最悪期の日韓関係と文在寅政権の内実

峯岸博・日本経済新聞社編集委員兼論説委員(前ソウル支局長)
開催:
09月18日(水) 14:00~15:30
会場:
日本経済新聞社東京本社ビル 6階セミナールーム2

■講師略歴
(みねぎし ひろし) 1992年慶応義塾大学法学部卒、日本経済新聞社入社。政治部、ソウル支局、政治部次長などを経て、2015~18年ソウル支局長、18年4月から現職。近著に『日韓の断層』など

 

■要旨
日韓を揺さぶる「2つの韓国」と究極のポピュリズム
―迫るタイムリミット、底割れ回避へ両首脳主導で「管理」を

①韓国は「2つの国」にもみえる。保守と革新の両勢力が10年交代で政権を握ってきた。新大統領は前政権を全否定しがちだ。法律より正義を重視する社会や、世論や市民団体の影響を受けやすい政治の究極のポピュリズムも日本を悩ませている。

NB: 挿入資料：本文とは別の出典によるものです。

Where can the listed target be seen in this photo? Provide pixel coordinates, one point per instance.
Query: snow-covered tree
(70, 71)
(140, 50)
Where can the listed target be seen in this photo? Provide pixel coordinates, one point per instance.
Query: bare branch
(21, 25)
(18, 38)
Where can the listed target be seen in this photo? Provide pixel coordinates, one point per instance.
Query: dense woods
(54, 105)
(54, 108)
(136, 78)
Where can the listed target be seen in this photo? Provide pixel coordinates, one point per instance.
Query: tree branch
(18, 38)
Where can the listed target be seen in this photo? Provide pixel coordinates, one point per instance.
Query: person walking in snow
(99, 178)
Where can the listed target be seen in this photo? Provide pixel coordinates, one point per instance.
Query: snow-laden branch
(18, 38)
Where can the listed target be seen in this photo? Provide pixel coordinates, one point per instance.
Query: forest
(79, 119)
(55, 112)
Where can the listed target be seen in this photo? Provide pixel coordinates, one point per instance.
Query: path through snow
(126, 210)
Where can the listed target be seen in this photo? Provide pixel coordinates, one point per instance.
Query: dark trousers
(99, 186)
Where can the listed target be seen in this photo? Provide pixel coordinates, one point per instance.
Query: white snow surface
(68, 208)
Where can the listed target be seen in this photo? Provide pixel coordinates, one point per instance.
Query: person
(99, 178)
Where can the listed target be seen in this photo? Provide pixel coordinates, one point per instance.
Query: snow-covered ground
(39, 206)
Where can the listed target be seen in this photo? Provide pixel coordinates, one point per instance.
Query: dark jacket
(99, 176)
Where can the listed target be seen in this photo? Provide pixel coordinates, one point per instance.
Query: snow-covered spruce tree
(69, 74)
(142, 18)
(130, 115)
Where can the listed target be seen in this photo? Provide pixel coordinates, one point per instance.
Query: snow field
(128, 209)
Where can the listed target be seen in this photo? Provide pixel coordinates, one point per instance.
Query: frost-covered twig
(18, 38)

②日本の文化や旅行に親しむ韓国の20代は日本製品の不買運動にも熱心に参加している。反日教育に根ざした韓国との歴史認識の溝は埋めがたい。日韓両政府による非難の応酬はルーズ・ルーズの関係に陥る。民間交流を途絶えさせないための「管理」が重要になる。

③日韓外交の節目が年末までに3度ある。最悪期の底割れを防ぐには徴用工問題で日韓請求権協定と韓国の大法院判決を両立できる案を見つける必要がある。双方で「1強」体制を築く安倍晋三首相と文在寅大統領の首脳外交で打開に導くしかない。